Questo è il mondo dal quale proviene Ipazia. Intorno a lei, però, si sviluppa un movimento che, seppur presente già da secoli nella sua città, adesso è in forte ascesa. Li chiamano «cristiani» e vengono da una costola di quell’ebraismo che in Alessandria vanta una tradizione millenaria. Qualcuno di loro è anche suo allievo e segue con diligenza le lezioni di matematica, geometria e astronomia: la convivenza tra cristiani, ebrei e pagani è pacifica, lo studio delle discipline scientifiche è un qualcosa che li accomuna, al di là delle legittime e niente affatto problematiche differenze di credo. Ma qualcosa di nuovo sta accadendo: più in particolare, due cose.

A livello imperiale, la religione cristiana, dapprima perseguitata, è stata in un primo momento tollerata con l’editto di Costantino del 313 e poi, persino, dichiarata «religione ufficiale dell’impero»: aveva, insomma, trovato il suo accomodamento con il potere, divenendo, in tal modo, elemento chiave per il controllo sociale e per la repressione del dissenso.

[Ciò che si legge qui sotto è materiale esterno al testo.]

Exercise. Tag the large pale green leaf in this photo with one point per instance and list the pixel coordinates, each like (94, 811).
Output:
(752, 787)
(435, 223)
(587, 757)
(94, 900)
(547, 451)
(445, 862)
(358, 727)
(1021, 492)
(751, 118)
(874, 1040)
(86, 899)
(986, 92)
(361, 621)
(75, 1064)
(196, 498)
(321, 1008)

Soltanto adesso, infatti, vengono convocati i primi concili ecumenici, che hanno lo scopo di uniformare la dottrina e di individuare chi se ne discosta, catalogandolo come «eretico».

A livello locale, si afferma in Alessandria un’interpretazione settaria e fondamentalista del cristianesimo, portata avanti da una corrente detta dei «parabolani», del cui appoggio si servirà il vescovo Cirillo per consolidare la sua posizione di potere. Cirillo, in seguito proclamato santo, nonché «padre e dottore della chiesa», si distinse per la sua radicale intolleranza: scacciò da Alessandria gli ebrei che vi risiedevano da secoli e combatté ostinatamente ogni manifestazione del libero pensiero.

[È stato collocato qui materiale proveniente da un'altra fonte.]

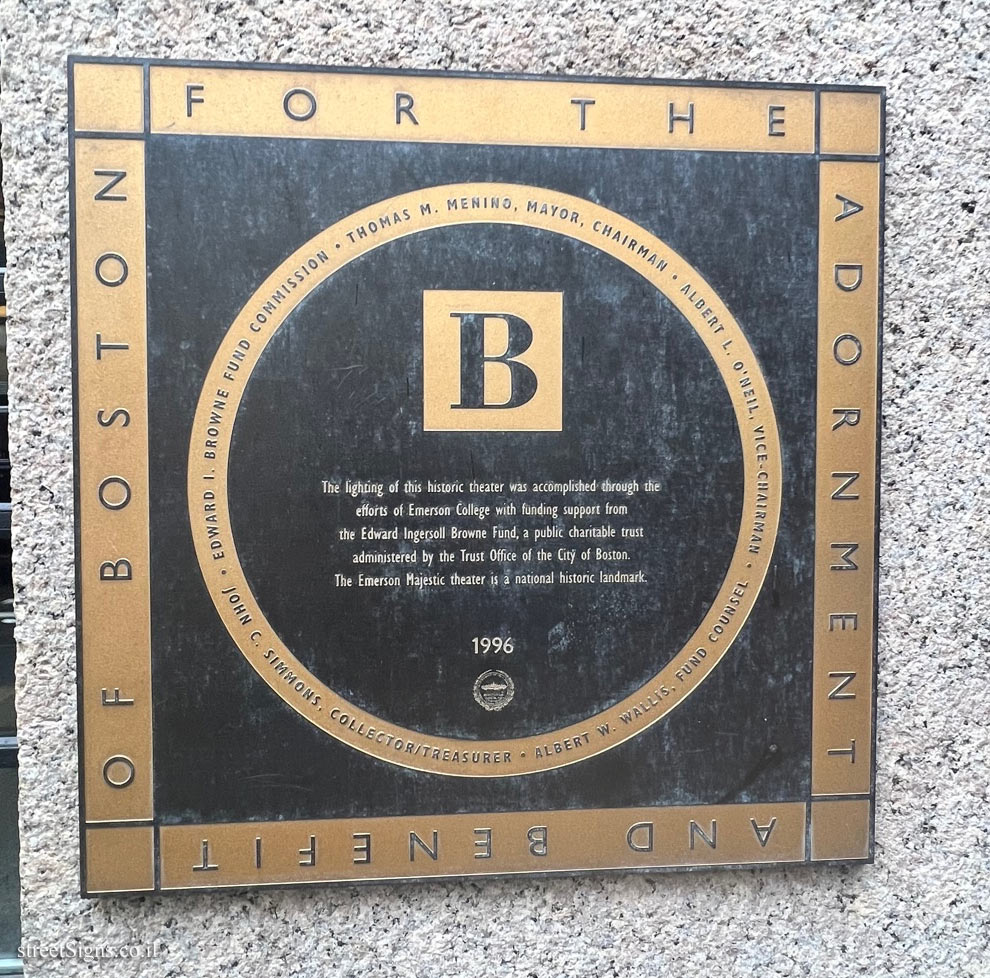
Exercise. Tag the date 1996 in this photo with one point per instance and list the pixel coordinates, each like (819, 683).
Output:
(493, 645)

Pensare in modo indipendente, si sa, rappresenta un rischio agli occhi di chiunque intenda esercitare il potere senza contraddittorio; motivo per cui Cirillo, come attestato in più di una fonte tardo-antica, decise di eliminare Ipazia: classico espediente a cui ricorre chi è a corto di argomenti.

Ipazia fu dunque vittima di un fanatismo cristiano niente affatto estintosi: ancora oggi sono tutt’altro che inconsueti gli anatemi lanciati contro l’esercizio libero e creativo del pensiero in ambito di fede. Chi crede, secondo alcuni (ma, ahimè, temo di dover dire: secondo i più), deve anestetizzare la riflessione e reprimere la fantasia: il suo solo compito è quello di obbedire, senza porsi troppi interrogativi, che hanno il solo scopo di farci tergiversare e vacillare; e senza lasciarsi attraversare dal dubbio, che dalla fede allontana irrimediabilmente. Peccato, però, che chi non dubita e non si interroga non pensa; e questo sembrano volere alcuni: una fede estranea al pensiero, quando non addirittura contraria. Una fede che si traduca in obbedienza cieca e ottusa, in pedissequa ripetizione di quanto non va in alcun modo messo in discussione.

A tale proposito ho trovato estremamente significativa la narrazione biblica che abbiamo letta insieme quest’oggi e che, assai curiosamente, figura nella Torah due volte. Spesso i commenti si soffermano sulla disobbedienza di Mosè al comando divino ed individuano proprio in questa disobbedienza la causa del divieto di ingresso in terra d’Israele che Dio sancirà per il più grande dei profeti del Suo popolo. Ma affiancando i due testi, quello contenuto nel libro di Esodo/Nomi e quello narrato in Numeri/Nel Deserto, può emergerne un’interpretazione diversa.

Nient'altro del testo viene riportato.